While the budget deal set the topline numbers for fiscal year 2016, Congress must still craft an all-encompassing measure that details funding levels for government agencies before the current short-term spending bill runs out.
On Tuesday, newly elected House Speaker Paul Ryan (R-WI) struck an ambiguous tone about the use of potentially controversial riders with the must-pass spending legislation.
A rider on any number of issues -- such as defunding Planned Parenthood, repealing parts of Obamacare, or blocking the president’s environmental changes -- could jeopardize the omnibus and risk causing a government shutdown.
“This is the legislative branch and the power of the purse rests within the legislative branch, and we fully expect that we're going to exercise that power,” he said during his first press conference as speaker.
While Ryan didn’t elaborate, Senate Minority Leader Harry Reid (D-NV) interpreted his remarks as a “bouquet” to the House Freedom Caucus. The hardline group, whose demands about spending – most recently eliminating federal dollars for Planned Parenthood – helped drive Ryan’s predecessor, John Boehner, into early retirement.
“The power of the purse doesn't give Republicans the right to hold government hostage unless we repeal Dodd-Frank or de-fund Planned Parenthood. We're not going to let that happen. We're not,” Reid said during a Capitol Hill press conference.
Democrats are “not looking for any riders,” he added, a statement that could come back to haunt Reid as negotiations move forward.

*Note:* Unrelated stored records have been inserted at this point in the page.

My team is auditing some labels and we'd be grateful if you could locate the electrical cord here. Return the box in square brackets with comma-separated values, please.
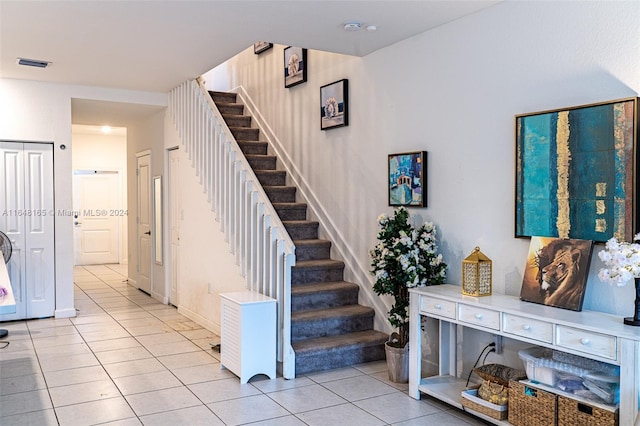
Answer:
[465, 342, 495, 388]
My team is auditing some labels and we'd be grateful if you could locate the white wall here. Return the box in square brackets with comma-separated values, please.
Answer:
[72, 127, 128, 264]
[163, 116, 246, 333]
[203, 1, 640, 371]
[0, 77, 166, 317]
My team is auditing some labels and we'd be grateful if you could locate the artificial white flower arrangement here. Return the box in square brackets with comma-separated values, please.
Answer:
[370, 207, 447, 347]
[598, 234, 640, 286]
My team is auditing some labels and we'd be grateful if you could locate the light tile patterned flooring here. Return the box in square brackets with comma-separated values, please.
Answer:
[0, 264, 487, 425]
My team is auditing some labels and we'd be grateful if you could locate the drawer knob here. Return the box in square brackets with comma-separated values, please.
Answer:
[474, 313, 483, 320]
[580, 338, 590, 345]
[522, 324, 531, 331]
[434, 304, 442, 310]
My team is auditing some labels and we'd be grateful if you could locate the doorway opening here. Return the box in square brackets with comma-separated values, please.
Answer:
[71, 125, 128, 266]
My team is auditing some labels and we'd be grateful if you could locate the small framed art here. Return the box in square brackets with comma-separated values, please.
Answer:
[254, 42, 273, 54]
[284, 46, 307, 88]
[320, 79, 348, 130]
[388, 151, 427, 207]
[520, 236, 593, 311]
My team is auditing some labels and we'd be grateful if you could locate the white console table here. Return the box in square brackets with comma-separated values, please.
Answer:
[409, 284, 640, 425]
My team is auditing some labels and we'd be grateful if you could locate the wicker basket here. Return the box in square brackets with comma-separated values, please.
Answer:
[558, 395, 618, 426]
[461, 389, 508, 420]
[509, 380, 557, 426]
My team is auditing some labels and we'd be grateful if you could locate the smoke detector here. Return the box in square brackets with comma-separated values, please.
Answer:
[343, 22, 362, 32]
[17, 57, 51, 68]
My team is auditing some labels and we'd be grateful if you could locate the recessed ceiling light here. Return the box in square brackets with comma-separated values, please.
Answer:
[343, 21, 361, 32]
[16, 57, 51, 68]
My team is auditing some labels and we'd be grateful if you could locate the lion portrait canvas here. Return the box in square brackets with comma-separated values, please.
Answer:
[520, 236, 593, 311]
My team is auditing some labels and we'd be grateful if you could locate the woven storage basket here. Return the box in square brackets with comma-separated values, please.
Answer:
[461, 389, 508, 420]
[557, 395, 618, 426]
[509, 380, 557, 426]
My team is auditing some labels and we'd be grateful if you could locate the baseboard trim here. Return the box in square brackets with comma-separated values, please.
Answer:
[177, 305, 221, 335]
[54, 308, 77, 319]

President Obama is insisting on a “clean” government funding bill and threatened to veto any legislation that doesn’t pass his party’s litmus test.
“My suspicion is that Speaker Ryan doesn't want to preside over government shutdown six weeks after getting his new job,” White House press secretary Josh Earnest said. “So we continue to have a lot of confidence that … as Congress works to implement the budget agreement that the president just signed into law yesterday, that they'll continue to work in a bipartisan spirit that will allow the government to remain open.”

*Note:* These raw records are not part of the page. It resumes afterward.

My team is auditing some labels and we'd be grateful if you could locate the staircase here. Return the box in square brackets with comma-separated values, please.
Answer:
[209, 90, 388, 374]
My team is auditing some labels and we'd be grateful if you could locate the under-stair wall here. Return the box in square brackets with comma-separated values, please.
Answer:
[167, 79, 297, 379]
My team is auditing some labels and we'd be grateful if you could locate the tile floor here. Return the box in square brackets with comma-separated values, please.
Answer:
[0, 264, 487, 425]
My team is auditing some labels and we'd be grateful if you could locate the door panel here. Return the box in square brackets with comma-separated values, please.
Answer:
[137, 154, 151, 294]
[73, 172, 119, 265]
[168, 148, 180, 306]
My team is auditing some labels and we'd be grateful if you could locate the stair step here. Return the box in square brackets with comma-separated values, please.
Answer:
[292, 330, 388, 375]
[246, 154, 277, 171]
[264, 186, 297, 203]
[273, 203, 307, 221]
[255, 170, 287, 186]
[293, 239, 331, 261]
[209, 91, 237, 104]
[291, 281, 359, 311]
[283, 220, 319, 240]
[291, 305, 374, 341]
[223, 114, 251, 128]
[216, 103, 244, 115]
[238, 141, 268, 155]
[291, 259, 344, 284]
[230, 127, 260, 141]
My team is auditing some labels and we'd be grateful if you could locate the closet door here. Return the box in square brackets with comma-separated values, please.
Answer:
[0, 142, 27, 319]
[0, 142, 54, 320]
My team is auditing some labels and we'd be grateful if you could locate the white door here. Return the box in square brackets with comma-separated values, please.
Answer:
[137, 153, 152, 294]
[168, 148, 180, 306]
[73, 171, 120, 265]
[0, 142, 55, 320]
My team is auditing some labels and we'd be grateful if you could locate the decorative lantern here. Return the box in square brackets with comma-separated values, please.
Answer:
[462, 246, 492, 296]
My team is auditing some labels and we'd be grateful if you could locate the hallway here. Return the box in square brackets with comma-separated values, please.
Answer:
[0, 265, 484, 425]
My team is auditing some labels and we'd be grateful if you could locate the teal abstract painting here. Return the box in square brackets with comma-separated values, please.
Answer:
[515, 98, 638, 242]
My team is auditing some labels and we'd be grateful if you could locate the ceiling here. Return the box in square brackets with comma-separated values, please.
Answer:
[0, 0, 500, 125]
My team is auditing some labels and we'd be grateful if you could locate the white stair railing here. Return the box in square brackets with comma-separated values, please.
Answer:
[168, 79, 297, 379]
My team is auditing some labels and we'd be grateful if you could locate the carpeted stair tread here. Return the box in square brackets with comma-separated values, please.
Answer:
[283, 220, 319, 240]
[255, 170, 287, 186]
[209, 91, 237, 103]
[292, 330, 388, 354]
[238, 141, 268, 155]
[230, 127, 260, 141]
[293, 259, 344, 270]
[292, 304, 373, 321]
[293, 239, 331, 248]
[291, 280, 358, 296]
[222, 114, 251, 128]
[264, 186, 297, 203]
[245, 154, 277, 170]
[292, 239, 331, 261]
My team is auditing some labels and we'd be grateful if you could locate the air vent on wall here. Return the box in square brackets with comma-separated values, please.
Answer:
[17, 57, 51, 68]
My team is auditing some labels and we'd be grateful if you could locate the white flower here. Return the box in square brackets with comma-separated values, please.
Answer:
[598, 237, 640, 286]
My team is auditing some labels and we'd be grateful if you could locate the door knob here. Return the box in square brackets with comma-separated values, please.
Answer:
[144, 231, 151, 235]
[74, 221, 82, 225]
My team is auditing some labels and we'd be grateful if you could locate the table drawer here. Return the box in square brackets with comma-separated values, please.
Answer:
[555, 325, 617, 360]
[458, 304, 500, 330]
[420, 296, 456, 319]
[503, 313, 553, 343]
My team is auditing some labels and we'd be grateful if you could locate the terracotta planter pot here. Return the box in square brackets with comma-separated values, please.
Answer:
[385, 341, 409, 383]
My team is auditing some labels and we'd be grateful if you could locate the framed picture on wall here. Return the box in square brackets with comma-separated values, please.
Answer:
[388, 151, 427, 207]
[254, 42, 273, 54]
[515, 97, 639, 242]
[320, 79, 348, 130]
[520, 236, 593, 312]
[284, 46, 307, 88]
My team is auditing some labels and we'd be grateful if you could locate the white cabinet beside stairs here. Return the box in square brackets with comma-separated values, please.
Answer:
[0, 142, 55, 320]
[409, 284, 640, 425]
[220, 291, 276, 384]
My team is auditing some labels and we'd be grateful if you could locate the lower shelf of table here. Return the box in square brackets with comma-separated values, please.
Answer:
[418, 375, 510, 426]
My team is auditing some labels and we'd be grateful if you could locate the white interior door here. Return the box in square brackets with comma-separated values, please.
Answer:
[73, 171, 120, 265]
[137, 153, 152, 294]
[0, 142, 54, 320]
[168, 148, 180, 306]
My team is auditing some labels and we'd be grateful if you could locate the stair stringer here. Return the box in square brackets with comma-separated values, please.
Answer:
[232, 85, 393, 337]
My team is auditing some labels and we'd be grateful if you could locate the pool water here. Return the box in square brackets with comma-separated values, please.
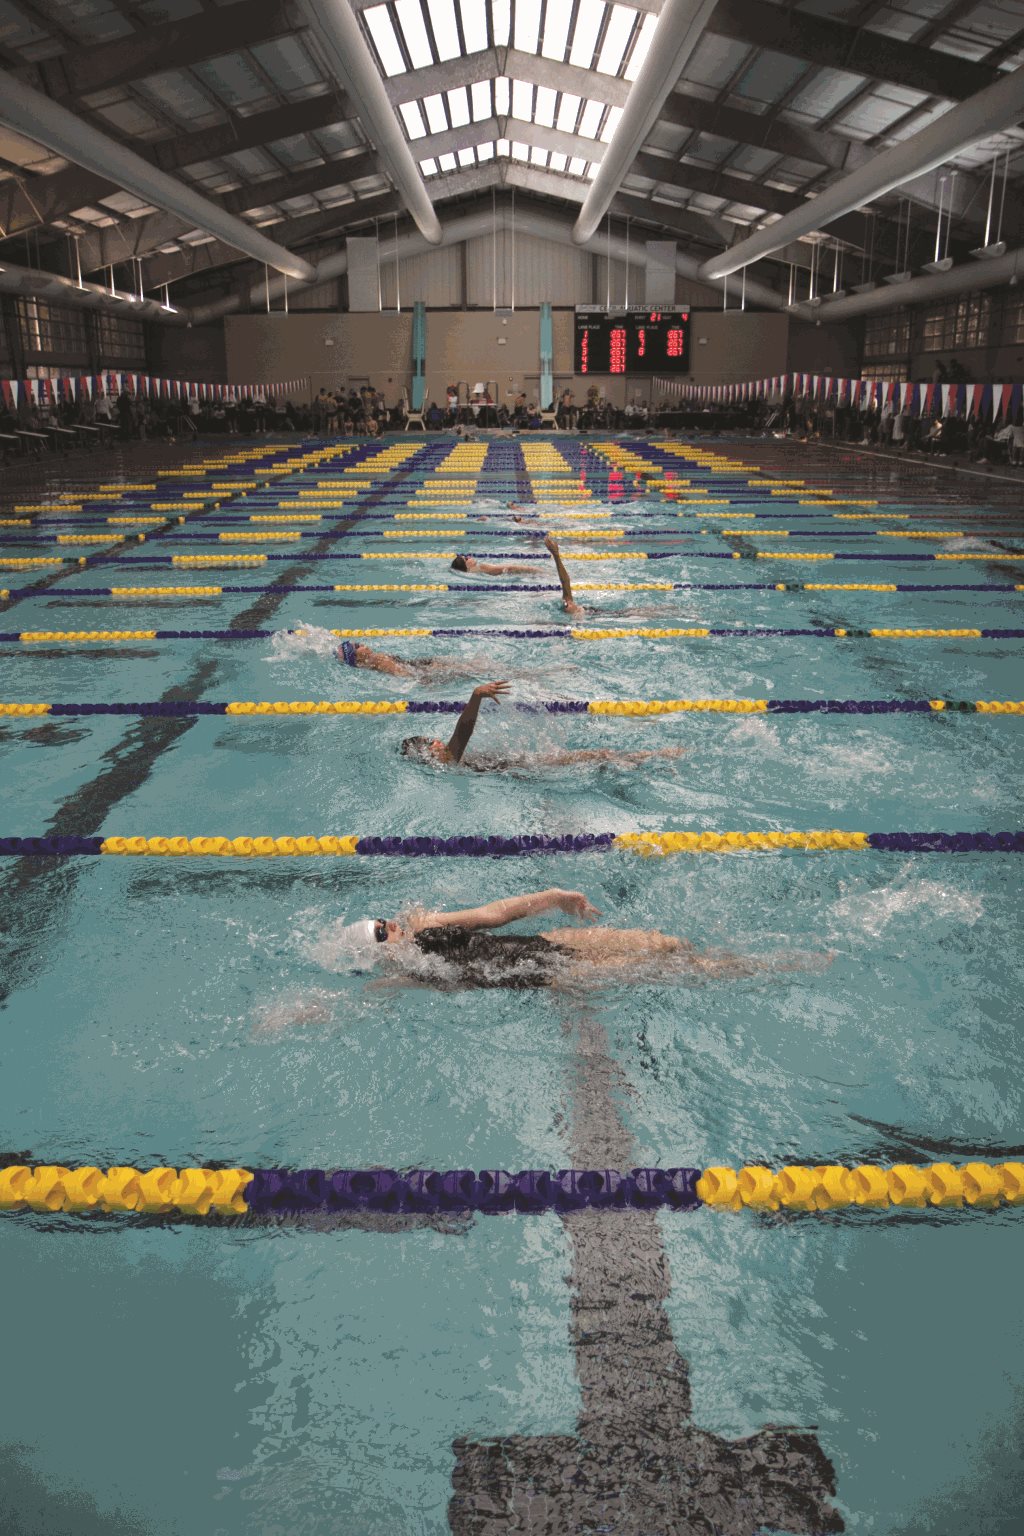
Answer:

Obama isn’t taking any chances, though, meeting with the top Democrats on the House and Senate appropriations committees at the White House on Tuesday to go over strategy.
Senate Majority Leader Mitch McConnell (R-KY), who has vowed that there would be “no more government shutdowns” on his watch, seemed to take Ryan’s side.

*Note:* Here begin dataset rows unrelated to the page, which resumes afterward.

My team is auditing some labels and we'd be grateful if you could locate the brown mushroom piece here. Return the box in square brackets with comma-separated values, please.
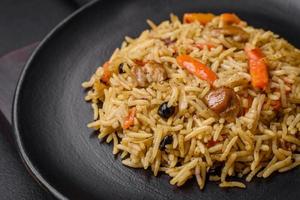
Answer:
[132, 63, 168, 87]
[211, 26, 249, 42]
[204, 87, 241, 122]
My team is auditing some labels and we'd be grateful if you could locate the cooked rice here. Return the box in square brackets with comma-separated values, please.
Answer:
[82, 13, 300, 189]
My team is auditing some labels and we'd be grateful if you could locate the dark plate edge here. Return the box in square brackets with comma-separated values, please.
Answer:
[12, 1, 100, 199]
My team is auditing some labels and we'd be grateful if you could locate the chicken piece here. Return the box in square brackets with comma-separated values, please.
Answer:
[132, 66, 147, 87]
[132, 63, 168, 87]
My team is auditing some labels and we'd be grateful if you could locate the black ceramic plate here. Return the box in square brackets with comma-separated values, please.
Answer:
[13, 0, 300, 199]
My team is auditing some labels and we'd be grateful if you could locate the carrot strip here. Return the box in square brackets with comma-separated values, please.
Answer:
[220, 13, 241, 24]
[207, 140, 219, 148]
[100, 61, 111, 83]
[176, 55, 217, 85]
[245, 47, 269, 90]
[183, 13, 215, 25]
[195, 43, 216, 50]
[123, 107, 136, 129]
[271, 100, 281, 111]
[134, 59, 146, 66]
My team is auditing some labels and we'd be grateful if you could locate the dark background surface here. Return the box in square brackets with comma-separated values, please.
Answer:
[0, 0, 77, 199]
[0, 0, 77, 57]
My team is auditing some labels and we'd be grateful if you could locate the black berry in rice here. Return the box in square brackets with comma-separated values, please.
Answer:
[159, 135, 173, 150]
[158, 102, 175, 119]
[118, 63, 125, 74]
[208, 161, 224, 176]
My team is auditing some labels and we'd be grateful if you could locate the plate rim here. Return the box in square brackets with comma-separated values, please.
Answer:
[11, 0, 300, 199]
[12, 1, 100, 199]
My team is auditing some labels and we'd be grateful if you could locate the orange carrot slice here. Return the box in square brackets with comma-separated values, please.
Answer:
[100, 61, 111, 83]
[245, 47, 269, 90]
[195, 43, 216, 50]
[220, 13, 241, 24]
[123, 107, 136, 129]
[183, 13, 215, 25]
[176, 55, 217, 85]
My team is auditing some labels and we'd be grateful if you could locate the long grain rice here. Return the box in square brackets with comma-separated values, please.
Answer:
[83, 13, 300, 190]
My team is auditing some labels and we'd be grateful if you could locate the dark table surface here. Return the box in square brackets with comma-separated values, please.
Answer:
[0, 0, 81, 199]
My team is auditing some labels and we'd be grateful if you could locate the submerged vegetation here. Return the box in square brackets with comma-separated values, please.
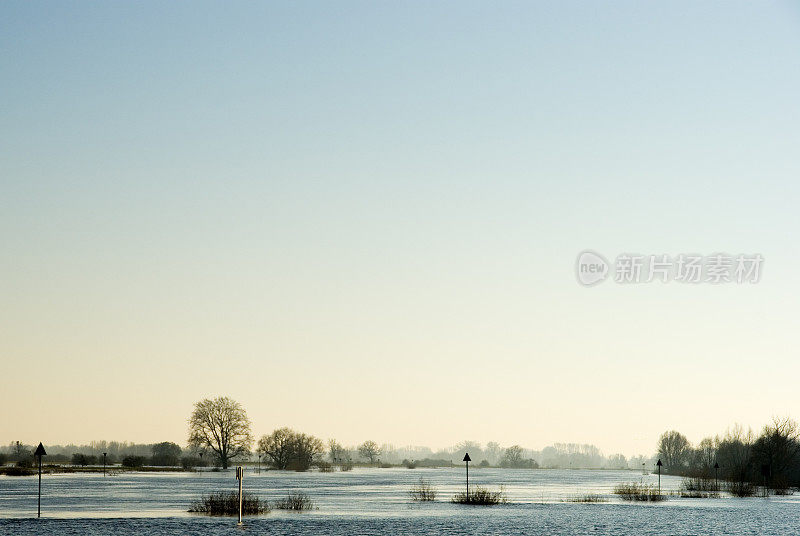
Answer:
[273, 492, 314, 511]
[562, 493, 607, 503]
[408, 478, 437, 501]
[188, 492, 269, 515]
[613, 482, 666, 502]
[452, 486, 507, 505]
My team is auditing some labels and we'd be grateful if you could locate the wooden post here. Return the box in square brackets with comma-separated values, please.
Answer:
[236, 466, 244, 525]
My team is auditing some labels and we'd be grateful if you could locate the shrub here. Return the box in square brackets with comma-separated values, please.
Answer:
[316, 460, 333, 472]
[478, 460, 490, 468]
[181, 456, 207, 470]
[15, 459, 33, 469]
[402, 459, 417, 469]
[273, 492, 314, 511]
[613, 482, 666, 502]
[71, 453, 98, 466]
[340, 460, 354, 471]
[0, 454, 8, 466]
[0, 466, 34, 476]
[452, 486, 507, 505]
[726, 480, 755, 497]
[122, 455, 146, 468]
[681, 477, 717, 492]
[189, 492, 269, 515]
[408, 478, 437, 501]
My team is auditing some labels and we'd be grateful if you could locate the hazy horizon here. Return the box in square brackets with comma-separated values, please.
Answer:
[3, 1, 800, 456]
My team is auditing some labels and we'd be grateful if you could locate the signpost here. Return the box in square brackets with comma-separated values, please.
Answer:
[714, 462, 720, 492]
[103, 452, 107, 477]
[656, 459, 663, 495]
[236, 466, 244, 525]
[463, 453, 471, 500]
[34, 443, 47, 518]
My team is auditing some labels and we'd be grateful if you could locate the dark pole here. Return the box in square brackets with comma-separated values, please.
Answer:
[103, 453, 107, 477]
[656, 459, 663, 495]
[462, 453, 471, 500]
[34, 443, 46, 518]
[714, 462, 719, 492]
[37, 455, 42, 518]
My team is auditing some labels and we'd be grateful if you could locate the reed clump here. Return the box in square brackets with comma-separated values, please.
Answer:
[408, 478, 437, 501]
[273, 492, 314, 511]
[613, 482, 666, 502]
[188, 491, 269, 515]
[452, 486, 507, 505]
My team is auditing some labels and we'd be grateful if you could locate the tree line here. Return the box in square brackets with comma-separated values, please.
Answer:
[657, 417, 800, 495]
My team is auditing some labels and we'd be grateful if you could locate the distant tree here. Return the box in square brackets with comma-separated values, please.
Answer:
[358, 441, 381, 464]
[151, 442, 182, 466]
[122, 455, 145, 468]
[258, 428, 295, 470]
[289, 433, 324, 471]
[479, 459, 491, 468]
[658, 430, 690, 473]
[716, 425, 754, 483]
[187, 396, 253, 469]
[0, 453, 7, 466]
[485, 442, 502, 464]
[328, 439, 347, 464]
[71, 453, 96, 466]
[499, 445, 538, 468]
[10, 442, 32, 463]
[258, 428, 324, 471]
[752, 417, 800, 489]
[606, 454, 627, 470]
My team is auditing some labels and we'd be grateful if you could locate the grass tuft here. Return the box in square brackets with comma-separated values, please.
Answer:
[408, 478, 437, 501]
[452, 486, 507, 505]
[273, 492, 314, 510]
[613, 482, 666, 502]
[188, 491, 269, 515]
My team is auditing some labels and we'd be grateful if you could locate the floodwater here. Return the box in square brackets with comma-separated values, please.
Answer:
[1, 468, 797, 535]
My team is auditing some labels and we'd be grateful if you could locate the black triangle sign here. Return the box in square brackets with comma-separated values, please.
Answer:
[463, 453, 471, 462]
[34, 443, 47, 457]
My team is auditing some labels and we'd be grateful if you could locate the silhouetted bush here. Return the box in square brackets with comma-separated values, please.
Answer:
[181, 456, 207, 470]
[189, 492, 269, 515]
[71, 453, 98, 466]
[452, 486, 507, 505]
[151, 442, 182, 466]
[122, 455, 146, 468]
[479, 460, 491, 468]
[273, 492, 314, 510]
[402, 459, 417, 469]
[0, 454, 8, 465]
[726, 480, 755, 497]
[0, 466, 34, 476]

“Riders in appropriations bills are quite common. The Democrats will have some, too. Of course, there will be some riders in the appropriation bills. I'm having a hard time remembering [any] that didn't,” he told reporters during a press conference.
Asked if that included a rider to zero out Planned Parenthood funding, the issue that helped prompt the spending fight, McConnell said lawmakers would “negotiate all of that through the appropriations committee process.”